La Chiesa ricorda Santa Maria Maddalena de' Pazzi, mistica fiorentina del 1500
Oggi la Chiesa celebra la memoria liturgica di Santa Maria Maddalena de' Pazzi, mistica
fiorentina del 1500. Benedetto XVI due anni fa le ha dedicato una Lettera nel quarto
centenario della morte, ricordando il suo desiderio di condividere con Cristo il “nudo
patire” della croce. Il servizio di Sergio Centofanti.
Santa Maria
Maddalena de' Pazzi nasce a Firenze il 2 aprile 1566: è di famiglia nobile. Ancor
giovane vuole farsi monaca. I genitori cercano di dissuaderla: è ricca, bella, cosa
vuole di più? Lei vuole molto di più, vuole Dio. A 16 anni entra nel monastero carmelitano
di Santa Maria degli Angeli a Firenze. Prima di pronunciare i voti viene colpita da
una misteriosa malattia: sembra che debba morire. Anticipano la consacrazione: la
portano davanti all'altare nel suo letto. E’ la festa della Santissima Trinità. Guarisce
improvvisamente. Da quel momento iniziano le sue estasi: vede la Passione di Cristo,
scambia il suo cuore con quello di Gesù, riceve le stigmate invisibili, la corona
di spine, parla con la Trinità. Le consorelle – dietro ordine del confessore - trascrivono
quanto accade durante le visioni: le parole di Maria Maddalena risultano del tutto
superiori alla sua cultura. Esorta tutti a ricambiare l’amore appassionato di Gesù.
Scrive lettere al Papa e ai cardinali per attuare un’autentica riforma della Chiesa.

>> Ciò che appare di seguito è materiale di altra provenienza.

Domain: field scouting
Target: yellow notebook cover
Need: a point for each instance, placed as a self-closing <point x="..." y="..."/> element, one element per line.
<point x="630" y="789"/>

In convento si attacca alle campane chiamando le altre suore gridando: “Venite ad
amare l’Amore!”. Un giorno le viene annunciato che sarà privata della percezione della
grazia: comincia una lunga notte oscura – durata 5 anni - in cui si sentirà completamente
abbandonata da Dio in mezzo ad altissimi tormenti psichici e spirituali, attaccata
da forti tentazioni, tra cui quella del suicidio: fino al giorno in cui lascia cadere
il coltello dalle mani di fronte alla statua di Gesù. Sopravvissuta alla “fossa dei
leoni”, come lei stessa chiamerà questo durissimo periodo di prova, diventa maestra
delle novizie annunciando l’infinità bontà di Dio che ci ha donato suo Figlio – come
lei dirà – il “Cristo crocifisso impazzito e innamorato delle sue creature”. Gli ultimi
tre anni della sua vita saranno per lei un vero calvario di sofferenze. Si ammala
di tisi. E’ in questo tempo che conia la celebre espressione – molto controcorrente
– “patire e non morire”: offre tutta la sua sofferenza a Cristo crocifisso, per la
Chiesa e la salvezza delle anime. Invoca Maria, mediatrice delle grazie e cammino
verso la perfezione. Prega il Figlio così: “Gesù, dolce amore, trasformaci in Te e
trasforma Te in noi, perché così trasformati e uniti in Te possiamo adempiere perfettamente
la tua volontà”. Muore il 25 maggio del 1607. Il suo corpo riposa incorrotto nel Monastero
a lei dedicato a Carreggi, a Firenze, meta di costanti pellegrinaggi.